FairRF: Multi-Objective Bias Mitigation

Updated 19 January 2026

FairRF is a multi-objective evolutionary framework that mitigates bias in ML classification by exploring trade-offs between fairness and predictive accuracy.
It optimizes Random Forest hyperparameters and employs data mutation strategies within an NSGA-II search to generate a Pareto front of model configurations.
Evaluated across diverse datasets and fairness scenarios, FairRF offers transparent insights for selecting models tailored to domain-specific fairness and effectiveness requirements.

FairRF is a multi-objective evolutionary approach for bias mitigation in machine learning classification tasks, designed to enable stakeholders to systematically explore the trade-off between software fairness and predictive effectiveness. FairRF employs a Random Forest base classifier, coupled with evolutionary hyperparameter and data mutation optimization, to generate a Pareto front of model configurations – each representing a distinct balance between fairness and accuracy.
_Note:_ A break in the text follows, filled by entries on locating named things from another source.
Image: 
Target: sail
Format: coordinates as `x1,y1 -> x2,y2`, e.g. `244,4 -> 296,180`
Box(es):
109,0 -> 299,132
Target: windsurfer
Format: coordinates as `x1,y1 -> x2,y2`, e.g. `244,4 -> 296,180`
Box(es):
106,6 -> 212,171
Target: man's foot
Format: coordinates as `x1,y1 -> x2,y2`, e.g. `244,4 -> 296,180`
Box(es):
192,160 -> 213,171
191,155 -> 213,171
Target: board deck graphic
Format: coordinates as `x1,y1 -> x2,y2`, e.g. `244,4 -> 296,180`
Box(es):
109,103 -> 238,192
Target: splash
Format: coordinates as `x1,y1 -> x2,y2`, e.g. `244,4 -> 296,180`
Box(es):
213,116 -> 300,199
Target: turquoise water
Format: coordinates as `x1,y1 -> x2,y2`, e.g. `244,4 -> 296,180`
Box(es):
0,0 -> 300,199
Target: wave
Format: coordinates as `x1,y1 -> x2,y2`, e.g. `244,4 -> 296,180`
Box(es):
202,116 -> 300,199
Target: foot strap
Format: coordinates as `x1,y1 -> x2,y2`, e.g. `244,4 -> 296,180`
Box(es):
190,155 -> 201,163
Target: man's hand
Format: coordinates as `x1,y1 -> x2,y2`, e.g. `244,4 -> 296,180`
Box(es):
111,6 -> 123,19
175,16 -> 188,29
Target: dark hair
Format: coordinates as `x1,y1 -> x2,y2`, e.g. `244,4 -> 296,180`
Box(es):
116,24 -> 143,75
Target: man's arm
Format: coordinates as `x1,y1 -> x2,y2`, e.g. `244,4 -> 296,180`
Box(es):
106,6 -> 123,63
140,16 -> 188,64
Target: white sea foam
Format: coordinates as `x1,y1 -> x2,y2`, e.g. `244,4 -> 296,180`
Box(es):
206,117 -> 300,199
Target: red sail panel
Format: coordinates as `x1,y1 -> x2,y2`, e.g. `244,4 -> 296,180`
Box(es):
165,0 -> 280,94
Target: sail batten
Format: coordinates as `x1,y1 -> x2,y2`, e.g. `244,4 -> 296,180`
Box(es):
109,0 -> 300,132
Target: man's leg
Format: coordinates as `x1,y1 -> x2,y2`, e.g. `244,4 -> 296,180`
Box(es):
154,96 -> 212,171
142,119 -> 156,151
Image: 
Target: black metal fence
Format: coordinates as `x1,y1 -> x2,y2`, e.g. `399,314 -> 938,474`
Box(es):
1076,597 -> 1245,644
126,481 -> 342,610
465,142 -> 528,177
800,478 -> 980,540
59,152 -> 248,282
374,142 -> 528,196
This framework supports both single-group and intersectional fairness definitions, addressing critical requirements in sensitive domains such as finance, healthcare, and criminal justice (d'Alosio et al., 12 Jan 2026).

1. Motivation and Problem Setting

The proliferation of AI- and ML-based decision systems in high-stakes applications has intensified the demand for models that are both effective and fair with respect to sensitive attributes (e.g., race, sex, age). Existing bias mitigation methods are frequently black-box solutions offering a single, fixed trade-off between fairness (commonly measured by Statistical Parity Difference, SPD) and standard effectiveness metrics (e.g., accuracy), thus lacking transparency and flexibility for downstream decision-makers. Stakeholders may have context-dependent priorities; some domains require maximizing predictive correctness, while others necessitate minimizing disparate impact. FairRF directly addresses this need by recasting bias mitigation as multi-objective search, returning a Pareto front of optimal trade-offs for downstream selection (d'Alosio et al., 12 Jan 2026).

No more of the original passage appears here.